Member of the Oregon Senate
- In office 1873–1877

Personal details
- Born: March 15, 1840 Dubuque, Iowa
- Died: June 12, 1897 (aged 57)
- Party: Republican
- Spouse(s): Isabella Flint, Virginia Kinney

= James F. Watson =

American judge

James Finley Watson (March 15, 1840 – June 12, 1897) was an American judge and politician in Oregon. A native of Iowa, he was the 25th associate justice of the Oregon Supreme Court serving from 1876 until 1878. Previously he served in the state legislature and later served as United States Attorney for the District of Oregon.

==Early life==
James Finley Watson was born on March 15, 1840, in Dubuque, Iowa, to James and Emily Watson. In 1853, the family relocated to Douglas County in Oregon Territory. Watson then was educated in Eugene, Oregon at Columbia College before it closed after two major fires. After attempting gold mining he would learn the law under Rufus Mallory in Roseburg, Oregon, with admittance to the legal bar in 1863. He then served as a prosecutor for Oregon’s Second Judicial District from 1864 to 1872.

==Political career==
In 1872, Watson was elected to the Oregon State Senate as a Republican from Douglas County. He won re-election in 1874 to the same seat in the senate. Next, in 1876 Watson won election to the Oregon Supreme Court to replace John Burnett. His term ended in 1878 and he left the bench, however, his younger brother Edward B. Watson would join the court in 1880.

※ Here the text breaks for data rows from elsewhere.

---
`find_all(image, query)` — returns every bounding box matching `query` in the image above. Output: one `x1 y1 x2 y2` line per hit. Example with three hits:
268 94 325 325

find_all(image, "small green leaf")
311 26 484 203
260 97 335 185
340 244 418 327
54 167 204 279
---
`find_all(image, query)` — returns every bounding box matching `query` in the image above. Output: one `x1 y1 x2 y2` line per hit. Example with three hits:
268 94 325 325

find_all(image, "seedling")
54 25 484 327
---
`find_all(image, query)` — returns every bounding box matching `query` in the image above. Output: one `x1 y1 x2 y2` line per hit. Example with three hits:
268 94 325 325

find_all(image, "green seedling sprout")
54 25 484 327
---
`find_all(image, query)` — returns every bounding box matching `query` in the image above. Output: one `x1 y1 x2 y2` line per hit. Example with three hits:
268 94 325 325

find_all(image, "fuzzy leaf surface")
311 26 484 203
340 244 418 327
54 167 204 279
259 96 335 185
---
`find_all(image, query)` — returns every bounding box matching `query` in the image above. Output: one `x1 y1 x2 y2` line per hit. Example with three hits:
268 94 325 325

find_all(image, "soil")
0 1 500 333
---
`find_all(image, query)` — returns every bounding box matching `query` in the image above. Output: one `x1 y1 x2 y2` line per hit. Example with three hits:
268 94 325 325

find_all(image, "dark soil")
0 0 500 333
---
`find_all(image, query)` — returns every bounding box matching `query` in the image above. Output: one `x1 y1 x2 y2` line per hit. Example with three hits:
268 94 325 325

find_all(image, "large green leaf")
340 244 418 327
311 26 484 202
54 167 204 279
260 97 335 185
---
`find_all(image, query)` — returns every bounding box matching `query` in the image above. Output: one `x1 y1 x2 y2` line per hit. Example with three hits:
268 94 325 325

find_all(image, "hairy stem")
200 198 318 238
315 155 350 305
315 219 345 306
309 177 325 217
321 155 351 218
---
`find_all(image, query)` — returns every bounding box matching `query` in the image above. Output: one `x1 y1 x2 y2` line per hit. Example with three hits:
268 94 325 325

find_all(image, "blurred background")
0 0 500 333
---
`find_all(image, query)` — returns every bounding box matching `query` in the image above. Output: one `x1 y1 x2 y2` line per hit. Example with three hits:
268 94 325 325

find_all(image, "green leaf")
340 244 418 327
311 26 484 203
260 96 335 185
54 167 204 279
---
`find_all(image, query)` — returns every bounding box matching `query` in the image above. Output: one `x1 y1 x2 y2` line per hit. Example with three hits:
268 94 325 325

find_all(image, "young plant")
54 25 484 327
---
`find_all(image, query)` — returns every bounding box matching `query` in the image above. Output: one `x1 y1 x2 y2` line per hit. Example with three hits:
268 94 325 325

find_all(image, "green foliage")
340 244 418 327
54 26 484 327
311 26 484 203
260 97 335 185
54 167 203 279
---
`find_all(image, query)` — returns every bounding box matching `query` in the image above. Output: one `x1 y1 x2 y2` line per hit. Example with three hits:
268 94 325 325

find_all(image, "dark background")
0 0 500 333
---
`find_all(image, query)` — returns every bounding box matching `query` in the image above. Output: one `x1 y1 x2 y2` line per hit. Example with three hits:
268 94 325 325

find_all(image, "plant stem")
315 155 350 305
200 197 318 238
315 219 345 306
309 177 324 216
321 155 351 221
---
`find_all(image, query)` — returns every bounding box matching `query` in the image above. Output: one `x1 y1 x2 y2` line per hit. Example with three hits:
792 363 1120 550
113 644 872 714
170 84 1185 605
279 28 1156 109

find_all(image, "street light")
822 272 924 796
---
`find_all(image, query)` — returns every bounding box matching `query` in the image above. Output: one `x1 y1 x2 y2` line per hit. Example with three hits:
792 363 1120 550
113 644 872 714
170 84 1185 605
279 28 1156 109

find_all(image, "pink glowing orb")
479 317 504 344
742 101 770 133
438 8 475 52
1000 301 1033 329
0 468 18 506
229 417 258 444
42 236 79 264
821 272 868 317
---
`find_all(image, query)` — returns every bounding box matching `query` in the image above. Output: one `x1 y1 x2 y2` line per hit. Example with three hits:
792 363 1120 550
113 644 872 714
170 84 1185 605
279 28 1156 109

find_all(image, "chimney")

In 1878, the circuit court functions of the Oregon Supreme Court were split off and a separate circuit court was created with the number of judges on the high court reduced from five to three. The following year Watson was appointed to the circuit court where he won re-election in 1880 and served until 1882.

==Later life==
In 1882, Watson was appointed by the United States President to the position of U.S. District Attorney for the District of Oregon. He kept that position until 1886 when he returned to private practice in Portland, Oregon. In 1883, he married his second wife, Virginia Kinney. He was previously married to Isabella Flint in 1872, and they had two children. James Finley Watson died on June 12, 1897.